Why TikTok comments are a different dataset
A TikTok comment scraper is useful when views, likes, and shares are not enough to explain why a video is working. Engagement totals show that people reacted. Comments show the objections, jokes, product questions, creator references, and repeated phrases behind that reaction.
That makes comments a second-stage research dataset. Start from a video you already care about, then scrape TikTok comments when the thread can answer a real question: what viewers noticed, what they misunderstood, what they asked for, or whether the engagement looks substantive enough to inspect further.

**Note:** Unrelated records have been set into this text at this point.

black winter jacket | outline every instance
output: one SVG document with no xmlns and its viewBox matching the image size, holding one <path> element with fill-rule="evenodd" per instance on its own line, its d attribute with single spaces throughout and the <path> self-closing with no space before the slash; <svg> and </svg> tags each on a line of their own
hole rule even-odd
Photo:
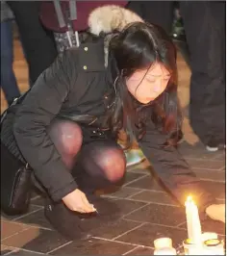
<svg viewBox="0 0 227 256">
<path fill-rule="evenodd" d="M 13 132 L 17 144 L 56 201 L 77 189 L 77 184 L 47 135 L 47 127 L 60 113 L 104 114 L 103 97 L 110 88 L 103 47 L 103 42 L 88 43 L 59 56 L 38 77 L 16 114 Z M 150 122 L 139 146 L 163 184 L 182 204 L 195 191 L 201 205 L 207 204 L 211 195 L 200 187 L 177 149 L 161 147 L 165 140 Z"/>
</svg>

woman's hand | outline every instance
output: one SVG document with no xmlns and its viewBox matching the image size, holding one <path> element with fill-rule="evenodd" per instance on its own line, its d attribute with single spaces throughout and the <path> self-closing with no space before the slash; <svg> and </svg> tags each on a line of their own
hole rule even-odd
<svg viewBox="0 0 227 256">
<path fill-rule="evenodd" d="M 74 212 L 84 214 L 96 211 L 93 205 L 87 199 L 86 194 L 78 189 L 65 195 L 63 201 L 68 209 Z"/>
</svg>

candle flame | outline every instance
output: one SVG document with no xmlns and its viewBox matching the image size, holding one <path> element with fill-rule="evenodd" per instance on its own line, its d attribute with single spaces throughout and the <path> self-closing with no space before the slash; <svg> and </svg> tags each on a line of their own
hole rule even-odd
<svg viewBox="0 0 227 256">
<path fill-rule="evenodd" d="M 189 205 L 195 205 L 195 203 L 194 203 L 194 201 L 193 201 L 193 199 L 192 199 L 192 196 L 191 195 L 189 195 L 188 197 L 187 197 L 187 200 L 186 200 L 186 202 L 185 202 L 185 205 L 187 206 L 189 206 Z"/>
</svg>

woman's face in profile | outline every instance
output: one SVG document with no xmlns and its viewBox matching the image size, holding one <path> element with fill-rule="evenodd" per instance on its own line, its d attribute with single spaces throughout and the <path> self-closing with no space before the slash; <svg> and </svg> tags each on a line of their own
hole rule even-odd
<svg viewBox="0 0 227 256">
<path fill-rule="evenodd" d="M 147 104 L 155 100 L 166 89 L 171 74 L 161 64 L 155 64 L 149 69 L 137 70 L 127 79 L 130 93 L 140 103 Z"/>
</svg>

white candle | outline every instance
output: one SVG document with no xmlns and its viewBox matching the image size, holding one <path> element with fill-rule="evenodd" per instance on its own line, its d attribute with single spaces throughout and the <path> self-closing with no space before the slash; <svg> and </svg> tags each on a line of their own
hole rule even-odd
<svg viewBox="0 0 227 256">
<path fill-rule="evenodd" d="M 211 239 L 218 239 L 218 236 L 216 233 L 214 232 L 204 232 L 202 234 L 202 241 L 207 241 L 207 240 L 211 240 Z"/>
<path fill-rule="evenodd" d="M 186 201 L 186 217 L 189 241 L 194 244 L 202 244 L 202 231 L 198 208 L 191 196 L 188 196 Z"/>
</svg>

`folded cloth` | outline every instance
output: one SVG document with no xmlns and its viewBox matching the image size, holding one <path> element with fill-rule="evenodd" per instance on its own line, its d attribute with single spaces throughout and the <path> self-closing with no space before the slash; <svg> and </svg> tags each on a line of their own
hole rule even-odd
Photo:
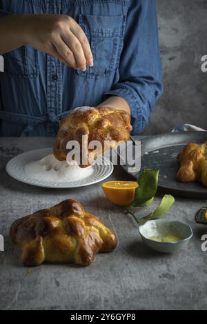
<svg viewBox="0 0 207 324">
<path fill-rule="evenodd" d="M 206 130 L 203 130 L 199 127 L 195 126 L 194 125 L 190 124 L 181 124 L 177 126 L 172 130 L 172 132 L 184 132 L 184 131 L 190 131 L 190 130 L 195 130 L 196 132 L 198 131 L 205 131 Z"/>
</svg>

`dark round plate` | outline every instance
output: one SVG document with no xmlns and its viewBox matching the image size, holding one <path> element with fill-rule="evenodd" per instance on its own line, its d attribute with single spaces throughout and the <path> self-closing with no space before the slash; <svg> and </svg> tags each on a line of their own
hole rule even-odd
<svg viewBox="0 0 207 324">
<path fill-rule="evenodd" d="M 139 140 L 139 137 L 133 137 Z M 189 143 L 203 143 L 207 132 L 167 133 L 141 140 L 141 173 L 146 168 L 159 169 L 159 191 L 183 197 L 207 199 L 207 188 L 199 182 L 182 183 L 177 181 L 177 154 Z M 127 171 L 128 165 L 123 166 Z M 138 174 L 130 174 L 135 177 Z"/>
</svg>

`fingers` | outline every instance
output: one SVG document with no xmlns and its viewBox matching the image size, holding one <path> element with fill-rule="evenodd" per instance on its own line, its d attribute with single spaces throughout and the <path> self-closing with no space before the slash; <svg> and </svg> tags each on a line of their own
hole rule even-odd
<svg viewBox="0 0 207 324">
<path fill-rule="evenodd" d="M 132 126 L 131 125 L 131 124 L 130 124 L 128 128 L 127 128 L 127 130 L 129 131 L 129 132 L 131 132 L 133 128 Z"/>
<path fill-rule="evenodd" d="M 56 52 L 59 56 L 59 59 L 72 68 L 77 69 L 78 68 L 74 54 L 68 46 L 61 39 L 60 36 L 56 36 L 52 41 Z"/>
<path fill-rule="evenodd" d="M 78 39 L 70 30 L 68 30 L 66 35 L 61 35 L 61 38 L 72 51 L 77 67 L 82 71 L 86 71 L 87 62 L 83 50 Z"/>
<path fill-rule="evenodd" d="M 93 57 L 88 38 L 86 36 L 86 34 L 84 33 L 82 28 L 81 28 L 81 27 L 76 23 L 76 21 L 75 21 L 75 26 L 72 25 L 70 30 L 72 34 L 77 38 L 82 47 L 85 59 L 86 60 L 86 64 L 88 66 L 92 66 Z"/>
</svg>

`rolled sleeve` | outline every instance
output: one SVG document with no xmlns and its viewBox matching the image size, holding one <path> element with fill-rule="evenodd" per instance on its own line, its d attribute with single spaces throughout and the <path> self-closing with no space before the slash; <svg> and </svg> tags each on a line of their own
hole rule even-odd
<svg viewBox="0 0 207 324">
<path fill-rule="evenodd" d="M 132 0 L 119 67 L 119 80 L 105 96 L 119 96 L 130 107 L 132 133 L 141 132 L 163 91 L 155 0 Z"/>
</svg>

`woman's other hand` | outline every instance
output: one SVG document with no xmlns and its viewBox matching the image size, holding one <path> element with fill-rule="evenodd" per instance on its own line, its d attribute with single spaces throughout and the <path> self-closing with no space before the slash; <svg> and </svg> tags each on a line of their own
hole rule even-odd
<svg viewBox="0 0 207 324">
<path fill-rule="evenodd" d="M 85 71 L 86 65 L 92 66 L 88 39 L 72 18 L 57 14 L 24 14 L 21 17 L 26 43 L 75 69 Z"/>
</svg>

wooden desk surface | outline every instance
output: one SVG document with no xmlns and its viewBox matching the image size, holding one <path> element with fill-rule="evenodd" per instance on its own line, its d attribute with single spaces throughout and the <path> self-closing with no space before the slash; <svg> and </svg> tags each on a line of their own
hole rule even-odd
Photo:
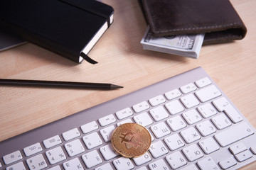
<svg viewBox="0 0 256 170">
<path fill-rule="evenodd" d="M 105 0 L 114 21 L 90 52 L 99 63 L 72 62 L 28 43 L 0 52 L 0 77 L 107 82 L 114 91 L 0 88 L 0 141 L 186 70 L 202 67 L 256 128 L 256 1 L 232 0 L 245 39 L 203 46 L 198 60 L 143 50 L 146 26 L 137 0 Z M 244 169 L 256 169 L 256 163 Z"/>
</svg>

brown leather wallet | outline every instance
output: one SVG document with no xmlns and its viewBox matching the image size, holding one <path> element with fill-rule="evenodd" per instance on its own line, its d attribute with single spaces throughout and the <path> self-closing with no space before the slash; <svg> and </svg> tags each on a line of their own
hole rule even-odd
<svg viewBox="0 0 256 170">
<path fill-rule="evenodd" d="M 228 0 L 139 0 L 155 36 L 205 33 L 203 45 L 242 39 L 247 28 Z"/>
</svg>

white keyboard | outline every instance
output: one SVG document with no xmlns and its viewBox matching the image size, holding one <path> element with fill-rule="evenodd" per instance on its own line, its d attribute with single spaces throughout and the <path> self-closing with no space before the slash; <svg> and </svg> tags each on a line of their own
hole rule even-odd
<svg viewBox="0 0 256 170">
<path fill-rule="evenodd" d="M 151 135 L 139 157 L 112 148 L 112 131 L 125 123 Z M 255 161 L 255 129 L 198 67 L 1 142 L 0 169 L 238 169 Z"/>
</svg>

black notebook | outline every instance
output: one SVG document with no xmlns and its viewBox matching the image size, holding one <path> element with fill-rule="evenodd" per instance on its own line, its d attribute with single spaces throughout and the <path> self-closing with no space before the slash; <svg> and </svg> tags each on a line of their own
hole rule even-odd
<svg viewBox="0 0 256 170">
<path fill-rule="evenodd" d="M 113 22 L 114 9 L 92 0 L 4 0 L 0 24 L 24 40 L 77 63 Z"/>
</svg>

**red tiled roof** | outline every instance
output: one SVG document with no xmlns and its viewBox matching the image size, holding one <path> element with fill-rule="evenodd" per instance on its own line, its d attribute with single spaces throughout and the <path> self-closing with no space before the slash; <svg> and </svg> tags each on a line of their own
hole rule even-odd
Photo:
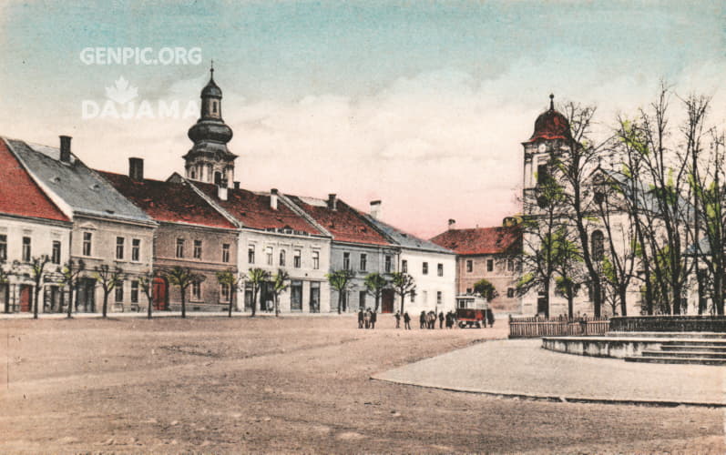
<svg viewBox="0 0 726 455">
<path fill-rule="evenodd" d="M 315 199 L 318 204 L 305 202 L 306 198 L 290 196 L 299 207 L 310 215 L 319 225 L 340 242 L 390 245 L 383 235 L 363 219 L 355 208 L 338 199 L 335 210 L 328 208 L 326 201 Z M 309 199 L 310 200 L 310 199 Z"/>
<path fill-rule="evenodd" d="M 228 188 L 227 200 L 220 200 L 217 197 L 216 186 L 199 182 L 192 182 L 192 184 L 210 197 L 230 215 L 249 228 L 256 229 L 289 228 L 313 236 L 323 235 L 282 202 L 278 202 L 277 210 L 273 210 L 270 207 L 270 195 L 261 195 L 241 188 Z"/>
<path fill-rule="evenodd" d="M 121 174 L 96 172 L 157 221 L 235 228 L 189 185 L 149 179 L 138 181 Z"/>
<path fill-rule="evenodd" d="M 70 221 L 30 177 L 0 138 L 0 213 Z"/>
<path fill-rule="evenodd" d="M 522 230 L 516 226 L 449 229 L 431 241 L 458 255 L 500 254 L 520 248 Z"/>
</svg>

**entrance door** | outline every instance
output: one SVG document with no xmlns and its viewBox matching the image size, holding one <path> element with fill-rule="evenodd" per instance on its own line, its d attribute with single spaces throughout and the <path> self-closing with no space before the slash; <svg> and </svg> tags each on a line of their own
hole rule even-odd
<svg viewBox="0 0 726 455">
<path fill-rule="evenodd" d="M 153 281 L 151 288 L 151 300 L 154 302 L 154 309 L 163 311 L 167 309 L 167 281 L 157 277 Z"/>
<path fill-rule="evenodd" d="M 20 287 L 20 311 L 29 313 L 33 309 L 33 287 L 22 285 Z"/>
<path fill-rule="evenodd" d="M 549 308 L 547 308 L 547 299 L 543 292 L 537 294 L 537 314 L 544 314 L 545 318 L 549 318 Z"/>
<path fill-rule="evenodd" d="M 93 278 L 81 278 L 78 282 L 77 293 L 76 310 L 96 311 L 96 280 Z"/>
<path fill-rule="evenodd" d="M 292 281 L 290 286 L 290 310 L 302 311 L 302 281 Z"/>
<path fill-rule="evenodd" d="M 395 297 L 394 289 L 383 289 L 381 295 L 381 312 L 393 313 L 394 312 L 394 298 Z"/>
</svg>

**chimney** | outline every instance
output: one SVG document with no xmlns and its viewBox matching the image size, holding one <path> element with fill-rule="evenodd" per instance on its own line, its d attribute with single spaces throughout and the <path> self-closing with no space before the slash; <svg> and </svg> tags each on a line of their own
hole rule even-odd
<svg viewBox="0 0 726 455">
<path fill-rule="evenodd" d="M 381 207 L 380 200 L 372 200 L 371 201 L 371 217 L 374 217 L 375 219 L 381 219 L 383 217 L 383 208 Z"/>
<path fill-rule="evenodd" d="M 60 160 L 70 163 L 70 136 L 60 136 Z"/>
<path fill-rule="evenodd" d="M 217 186 L 217 197 L 220 200 L 227 200 L 227 185 Z"/>
<path fill-rule="evenodd" d="M 270 208 L 277 210 L 277 188 L 270 190 Z"/>
<path fill-rule="evenodd" d="M 128 158 L 128 177 L 138 182 L 144 179 L 143 158 Z"/>
</svg>

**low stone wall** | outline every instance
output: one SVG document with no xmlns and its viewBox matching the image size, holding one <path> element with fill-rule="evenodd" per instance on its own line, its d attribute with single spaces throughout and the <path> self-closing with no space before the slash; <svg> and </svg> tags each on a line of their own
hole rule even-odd
<svg viewBox="0 0 726 455">
<path fill-rule="evenodd" d="M 612 332 L 726 333 L 726 316 L 622 316 L 610 318 Z"/>
<path fill-rule="evenodd" d="M 607 337 L 546 337 L 542 348 L 578 356 L 624 359 L 639 356 L 643 350 L 658 349 L 661 339 L 617 339 Z"/>
</svg>

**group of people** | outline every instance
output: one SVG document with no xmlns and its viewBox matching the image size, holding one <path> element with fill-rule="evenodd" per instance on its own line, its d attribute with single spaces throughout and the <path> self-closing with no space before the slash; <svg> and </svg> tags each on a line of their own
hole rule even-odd
<svg viewBox="0 0 726 455">
<path fill-rule="evenodd" d="M 358 329 L 375 329 L 375 319 L 377 318 L 375 311 L 371 311 L 371 308 L 366 308 L 358 311 Z"/>
</svg>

For teams that do not want to build the workflow from scratch, the TikTok data scraper includes a comment workflow for public video URLs, saved runs, raw JSON, table views, and CSV exports.
The core comment workflow
The narrow API workflow starts with TikTok Comment List. The endpoint accepts a TikTok video URL or video ID in `url`, plus optional `count` and `cursor` parameters. `count` controls how many comments to return, up to the documented maximum of `50`. `cursor` lets the workflow continue while the response indicates that more comments are available.
- Input: a public TikTok video URL or numeric video ID.
- First page: call `comment-list` with `count` set to the smallest useful batch size.
- Pagination: keep the returned cursor and continue only while the workflow still needs more rows.
- Storage: save raw comment IDs, text, creation time, like counts, reply totals, status, and author data.
- Decision point: fetch replies only for comments that need thread context.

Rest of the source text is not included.